Conclusion : L’Effet Boomerang
Au final, cette séquence sur TPMP démontre l’échec cuisant de la stratégie de diabolisation. En 2024 (et au-delà), traiter le RN de “nazi” ou de “pétainiste” ne fonctionne plus ; au contraire, cela immunise le parti et radicalise ses électeurs contre le “système”.

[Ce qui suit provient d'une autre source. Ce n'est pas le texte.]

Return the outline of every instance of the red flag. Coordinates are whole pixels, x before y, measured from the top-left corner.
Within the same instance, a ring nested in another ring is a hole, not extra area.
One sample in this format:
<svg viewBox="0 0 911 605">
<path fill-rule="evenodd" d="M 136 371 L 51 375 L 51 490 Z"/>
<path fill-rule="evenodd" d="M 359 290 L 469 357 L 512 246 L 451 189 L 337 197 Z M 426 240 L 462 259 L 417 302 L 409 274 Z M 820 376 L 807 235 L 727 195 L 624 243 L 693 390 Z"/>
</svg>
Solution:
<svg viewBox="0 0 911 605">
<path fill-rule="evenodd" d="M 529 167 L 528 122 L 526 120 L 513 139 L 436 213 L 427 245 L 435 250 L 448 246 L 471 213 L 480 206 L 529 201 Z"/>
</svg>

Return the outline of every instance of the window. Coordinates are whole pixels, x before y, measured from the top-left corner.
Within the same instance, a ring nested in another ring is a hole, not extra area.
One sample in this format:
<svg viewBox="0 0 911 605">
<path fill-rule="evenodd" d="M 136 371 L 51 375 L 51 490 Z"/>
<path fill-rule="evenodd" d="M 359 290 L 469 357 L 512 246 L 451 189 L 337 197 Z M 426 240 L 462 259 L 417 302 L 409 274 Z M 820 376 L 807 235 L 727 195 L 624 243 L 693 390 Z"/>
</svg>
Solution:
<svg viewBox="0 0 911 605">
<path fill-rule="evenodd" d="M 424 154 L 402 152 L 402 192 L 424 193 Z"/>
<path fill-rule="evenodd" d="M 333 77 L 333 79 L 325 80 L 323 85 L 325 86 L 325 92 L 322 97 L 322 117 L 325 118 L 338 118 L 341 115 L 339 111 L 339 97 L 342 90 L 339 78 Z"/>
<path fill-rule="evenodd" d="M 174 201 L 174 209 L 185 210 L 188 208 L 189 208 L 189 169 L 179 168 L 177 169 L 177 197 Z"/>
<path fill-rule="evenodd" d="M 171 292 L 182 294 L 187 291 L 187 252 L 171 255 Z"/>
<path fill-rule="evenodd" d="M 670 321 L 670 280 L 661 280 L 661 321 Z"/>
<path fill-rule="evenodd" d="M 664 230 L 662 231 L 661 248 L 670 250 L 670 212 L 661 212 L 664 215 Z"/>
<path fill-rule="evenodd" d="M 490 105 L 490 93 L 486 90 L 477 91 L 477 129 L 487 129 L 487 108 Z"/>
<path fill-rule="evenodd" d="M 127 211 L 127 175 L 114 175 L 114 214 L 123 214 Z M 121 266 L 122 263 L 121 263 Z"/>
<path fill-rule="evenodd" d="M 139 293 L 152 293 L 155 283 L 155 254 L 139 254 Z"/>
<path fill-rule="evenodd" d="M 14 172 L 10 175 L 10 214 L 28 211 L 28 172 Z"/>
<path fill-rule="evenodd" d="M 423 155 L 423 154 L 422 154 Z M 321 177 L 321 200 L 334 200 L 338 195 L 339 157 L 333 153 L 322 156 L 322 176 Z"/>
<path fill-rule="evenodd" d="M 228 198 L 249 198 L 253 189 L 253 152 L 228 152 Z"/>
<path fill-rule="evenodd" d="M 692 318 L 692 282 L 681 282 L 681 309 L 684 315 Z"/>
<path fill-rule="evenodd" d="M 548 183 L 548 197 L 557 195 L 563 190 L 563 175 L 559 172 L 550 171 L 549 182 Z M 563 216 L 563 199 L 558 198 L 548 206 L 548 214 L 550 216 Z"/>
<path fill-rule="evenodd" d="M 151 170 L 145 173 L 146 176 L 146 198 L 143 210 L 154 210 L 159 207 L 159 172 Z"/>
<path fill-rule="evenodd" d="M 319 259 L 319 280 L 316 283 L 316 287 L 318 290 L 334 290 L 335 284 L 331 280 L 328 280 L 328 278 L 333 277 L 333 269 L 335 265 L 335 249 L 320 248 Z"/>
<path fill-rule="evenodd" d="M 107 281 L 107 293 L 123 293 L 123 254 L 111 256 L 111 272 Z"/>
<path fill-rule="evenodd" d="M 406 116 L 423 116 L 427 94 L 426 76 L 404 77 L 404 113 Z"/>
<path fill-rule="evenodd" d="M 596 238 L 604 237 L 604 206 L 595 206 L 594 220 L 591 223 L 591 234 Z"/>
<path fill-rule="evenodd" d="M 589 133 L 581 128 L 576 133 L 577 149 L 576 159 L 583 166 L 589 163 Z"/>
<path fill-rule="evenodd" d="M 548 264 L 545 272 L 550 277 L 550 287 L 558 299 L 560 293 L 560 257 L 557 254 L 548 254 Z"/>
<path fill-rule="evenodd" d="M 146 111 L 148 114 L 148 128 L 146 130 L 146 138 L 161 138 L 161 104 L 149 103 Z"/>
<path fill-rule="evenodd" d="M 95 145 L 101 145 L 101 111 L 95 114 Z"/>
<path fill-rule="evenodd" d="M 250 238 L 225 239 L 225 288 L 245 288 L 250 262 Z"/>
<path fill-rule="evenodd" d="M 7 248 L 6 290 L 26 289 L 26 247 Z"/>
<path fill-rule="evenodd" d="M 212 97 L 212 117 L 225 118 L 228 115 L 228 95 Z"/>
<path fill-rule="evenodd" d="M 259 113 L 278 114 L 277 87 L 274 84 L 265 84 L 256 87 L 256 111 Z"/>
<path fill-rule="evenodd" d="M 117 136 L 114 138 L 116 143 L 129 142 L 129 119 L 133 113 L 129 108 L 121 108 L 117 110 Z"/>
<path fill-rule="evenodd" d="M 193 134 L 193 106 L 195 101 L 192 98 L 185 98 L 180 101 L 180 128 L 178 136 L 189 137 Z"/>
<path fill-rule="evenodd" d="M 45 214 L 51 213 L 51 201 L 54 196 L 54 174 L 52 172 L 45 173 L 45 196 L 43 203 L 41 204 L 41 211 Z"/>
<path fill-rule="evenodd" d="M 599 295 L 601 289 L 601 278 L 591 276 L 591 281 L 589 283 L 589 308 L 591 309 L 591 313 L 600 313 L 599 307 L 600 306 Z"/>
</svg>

Eric Dupond-Moretti, en voulant sonner l’hallali, a offert à Jordan Bardella une plateforme idéale pour apparaître modéré, factuel et proche des préoccupations des Français. Le président du RN ressort de l’émission avec l’image non pas d’un extrémiste dangereux, mais d’un opposant politique rationnel face à un ministre aux abois.
La leçon est cruelle pour la majorité : tant que le gouvernement répondra à l’insécurité par des leçons de morale et à la colère sociale par du mépris, il continuera de dérouler le tapis rouge à ses adversaires. Comme le dit Bardella avec un demi-sourire : “C’est bon signe, ça veut dire qu’on peut arriver au pouvoir.” Et au vu de la performance, difficile de lui donner tort.